The combination of AIG and American General is uniquely attractive, in terms of mix of businesses and distribution channels. Furthermore, as you know, AIG has the highest ratings from all principal rating agencies and is the leading United States-based international insurance and financial services organization. As of December 31, 2000, we had total assets in excess of $300 billion and capital funds of approximately $40 billion.
AIG firmly believes in the importance of encouraging each of the companies it acquires to maintain its own identity. SunAmerica and Hartford Steam Boiler are prime examples of this decentralized approach based on respect for the acquired businesses’ management teams and clear accountability. Consistent with this philosophy, we would welcome American General as a strong, vibrant contributor to our group. In addition, this union will permit us to expand AIG's overall presence in Texas, one of the key areas of economic growth of our country. The reputation of you and your associates for commitment and hard work is a key motivation of our interest.
We intend to honor existing financial arrangements for you and your employees and look forward to exploring with you attractive opportunities for your senior management in the combined organization. Furthermore, we would anticipate your joining our board and being appointed a vice chairman.
In terms of value to your shareholders, our proposal represents a significant premium to the current value of the Prudential proposal. Furthermore, the American General shareholders will receive shares of AIG, one of the largest and most successful financial institutions in the world.
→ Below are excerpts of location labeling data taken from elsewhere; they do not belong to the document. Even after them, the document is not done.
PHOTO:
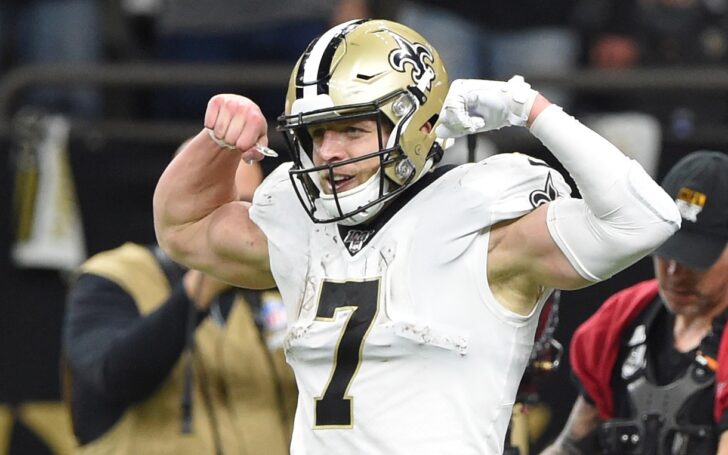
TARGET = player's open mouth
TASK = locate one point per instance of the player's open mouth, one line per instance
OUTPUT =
(341, 182)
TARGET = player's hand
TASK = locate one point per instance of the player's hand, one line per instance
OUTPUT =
(236, 122)
(473, 106)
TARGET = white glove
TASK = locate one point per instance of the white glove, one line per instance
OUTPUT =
(474, 106)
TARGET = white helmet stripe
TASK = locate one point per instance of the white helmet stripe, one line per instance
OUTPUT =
(311, 65)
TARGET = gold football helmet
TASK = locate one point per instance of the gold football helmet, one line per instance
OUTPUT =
(365, 69)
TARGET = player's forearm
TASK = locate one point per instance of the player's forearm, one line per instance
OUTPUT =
(624, 214)
(198, 181)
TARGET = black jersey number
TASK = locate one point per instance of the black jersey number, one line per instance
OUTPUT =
(360, 300)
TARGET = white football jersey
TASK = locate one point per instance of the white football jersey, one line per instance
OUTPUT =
(400, 347)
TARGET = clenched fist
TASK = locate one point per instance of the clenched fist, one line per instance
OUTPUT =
(236, 122)
(474, 106)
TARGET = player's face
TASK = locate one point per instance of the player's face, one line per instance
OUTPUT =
(343, 140)
(693, 292)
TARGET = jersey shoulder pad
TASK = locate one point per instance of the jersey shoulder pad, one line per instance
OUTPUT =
(515, 184)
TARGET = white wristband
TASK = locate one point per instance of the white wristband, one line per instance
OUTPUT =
(220, 142)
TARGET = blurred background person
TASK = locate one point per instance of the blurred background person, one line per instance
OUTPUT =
(652, 362)
(160, 359)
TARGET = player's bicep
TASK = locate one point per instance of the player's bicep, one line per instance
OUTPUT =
(529, 249)
(235, 250)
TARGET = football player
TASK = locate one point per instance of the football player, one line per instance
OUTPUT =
(413, 291)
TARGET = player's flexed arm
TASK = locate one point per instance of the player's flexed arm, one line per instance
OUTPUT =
(197, 218)
(568, 243)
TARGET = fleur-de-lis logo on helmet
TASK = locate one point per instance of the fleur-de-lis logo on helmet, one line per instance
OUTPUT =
(418, 56)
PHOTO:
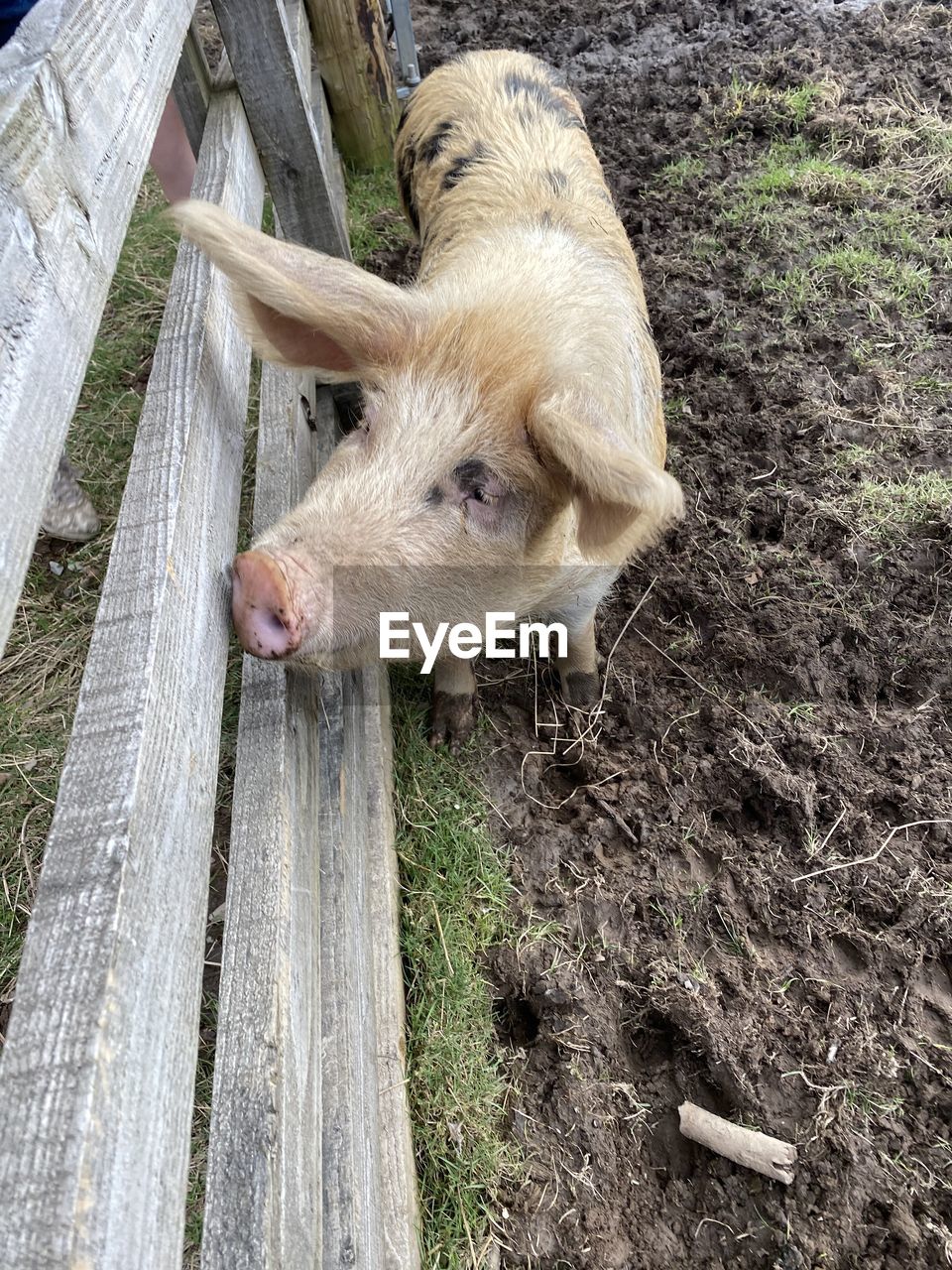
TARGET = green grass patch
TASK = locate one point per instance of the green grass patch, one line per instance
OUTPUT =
(676, 175)
(789, 107)
(884, 511)
(791, 167)
(456, 894)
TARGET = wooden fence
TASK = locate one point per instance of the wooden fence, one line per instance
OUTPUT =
(309, 1160)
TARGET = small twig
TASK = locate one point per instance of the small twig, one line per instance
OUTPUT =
(616, 816)
(442, 940)
(869, 860)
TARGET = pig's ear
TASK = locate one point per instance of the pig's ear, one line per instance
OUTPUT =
(301, 308)
(612, 484)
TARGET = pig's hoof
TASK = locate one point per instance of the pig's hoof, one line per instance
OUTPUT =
(581, 689)
(452, 719)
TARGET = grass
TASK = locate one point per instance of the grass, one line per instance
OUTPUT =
(456, 892)
(888, 509)
(375, 218)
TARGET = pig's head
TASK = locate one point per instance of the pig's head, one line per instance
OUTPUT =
(453, 490)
With a market capitalization in excess of $190 billion, and a strong U.S. shareholder base, there will be no concern regarding flowback of shares in a transaction with AIG. As the table below illustrates, AIG’s shares have performed very well over the past several years. more
Our interest in this transaction is a reflection of our firm belief that a combination of our companies would be highly beneficial financially to both of our shareholder groups and accretive to AIG’s earnings per share.
In sum, the transaction we are offering provides to the American General shareholders considerably greater value than the Prudential proposal, through a higher current value and the opportunity to share, as AIG shareholders, in the earnings accretion deriving from a stronger combined franchise. AIG has a history of making meaningful acquisitions, and we are intimately familiar with the regulatory approval process required to consummate the transaction and have excellent relationships with the various regulators who supervise our businesses. We expect no significant issues or undue time delays.
We are prepared to proceed forward with a definitive agreement on terms that will compare favorably with those in your agreement with Prudential. Our clear determination is to reach a three-way, resolution in a professional and constructive manner that will benefit all shareholder groups involved. We anticipate a tax-free stock-for-stock transaction accounted for as a pooling of interests.
We have engaged Goldman, Sachs & Co. and Wachtell, Lipton, Rosen & Katz to advise us in this transaction.
The entire Board of AIG has approved our proposal and has unanimously authorized us to proceed. We look forward to meeting with you as soon as possible to discuss and negotiate our proposal in greater detail so that we can achieve a prompt agreement. You can be assured that we will do everything in our power to see this transaction through to completion. We are prepared to meet immediately with you and your Board to work toward that end.